Ya right.   I’m quite certain the painter (David Jonas – now living in central California I think) I copied this from did do it in an hour or less on location.  I take 6 hours just to do a poor copy.   I’m running out of his paintings to copy.  I should email him to provide me more material.   So, I don’t know about you, but I use the word “loose” as a euphemism for can’t get it right.   Loose sounds more painterly and better than can’t paint for shit.

I should probably go into one of these places more often.  I’d kinda like to find one that gives change in the collection plate.   I put in a $20 and remove  5x$5.00 that way every one is a winner,  I think; I was never all that strong with the math.

Did you ever try fast draw with a real revolver?   I did.   Strapped it to my hip.  Took a few steps forward and like lightning drew.   I threw the revolver maybe twenty feet.   So, in fact, I may still hold the world record for furthest tossed revolver in a gunfight.
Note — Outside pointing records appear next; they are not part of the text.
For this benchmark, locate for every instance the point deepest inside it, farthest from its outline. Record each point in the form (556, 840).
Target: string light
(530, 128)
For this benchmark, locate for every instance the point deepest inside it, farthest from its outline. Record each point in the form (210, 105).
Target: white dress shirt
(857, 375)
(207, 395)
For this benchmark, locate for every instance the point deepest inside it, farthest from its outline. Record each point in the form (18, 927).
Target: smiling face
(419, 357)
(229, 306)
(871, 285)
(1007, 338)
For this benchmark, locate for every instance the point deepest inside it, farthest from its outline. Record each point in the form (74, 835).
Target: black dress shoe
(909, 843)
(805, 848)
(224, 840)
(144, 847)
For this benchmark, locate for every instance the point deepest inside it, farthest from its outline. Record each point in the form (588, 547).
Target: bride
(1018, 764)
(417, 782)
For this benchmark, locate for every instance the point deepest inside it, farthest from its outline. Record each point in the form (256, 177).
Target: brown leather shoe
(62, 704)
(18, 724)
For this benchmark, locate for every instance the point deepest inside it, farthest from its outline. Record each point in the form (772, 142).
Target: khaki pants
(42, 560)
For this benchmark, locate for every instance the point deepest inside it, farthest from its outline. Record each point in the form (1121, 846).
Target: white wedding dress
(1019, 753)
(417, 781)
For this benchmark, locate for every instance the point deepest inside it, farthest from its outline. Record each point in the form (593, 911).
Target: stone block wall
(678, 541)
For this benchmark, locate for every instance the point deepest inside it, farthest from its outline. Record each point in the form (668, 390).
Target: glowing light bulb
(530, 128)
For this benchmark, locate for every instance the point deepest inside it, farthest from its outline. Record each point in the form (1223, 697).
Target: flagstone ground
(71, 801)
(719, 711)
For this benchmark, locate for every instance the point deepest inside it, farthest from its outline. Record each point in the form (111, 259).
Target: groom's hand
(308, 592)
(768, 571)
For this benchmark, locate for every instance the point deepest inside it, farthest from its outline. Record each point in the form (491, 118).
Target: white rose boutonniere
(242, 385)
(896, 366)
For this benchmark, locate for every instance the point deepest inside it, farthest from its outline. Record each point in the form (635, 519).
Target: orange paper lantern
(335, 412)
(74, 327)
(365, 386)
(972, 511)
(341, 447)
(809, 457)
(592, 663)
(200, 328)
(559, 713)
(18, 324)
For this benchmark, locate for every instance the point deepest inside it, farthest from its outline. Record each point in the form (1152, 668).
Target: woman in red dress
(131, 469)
I did this in front of witnesses, naturally.  Wouldn’t have been nearly as embarrassing were I alone.  I couldn’t help but reflect had I been in a real gunfight, I would have been, as the cowboys say, screwed.   The vision became so real to me I found myself trying to talk my way out, “Now, hold on there – I’ve lost my weapon.  You wouldn’t shoot an unarmed man?”  ”What?  Well, yes techically I did throw it away myself.  However, in the interest of sportsmanship I think you should allow me to fetch it.”   “Or, we could, end the whole deal, try a little team building exercise, where I give you my girlfriend, car keys,  house, wallet, but I keep this $2.00 for some lemonade to clear the trail dust out of my mouth.”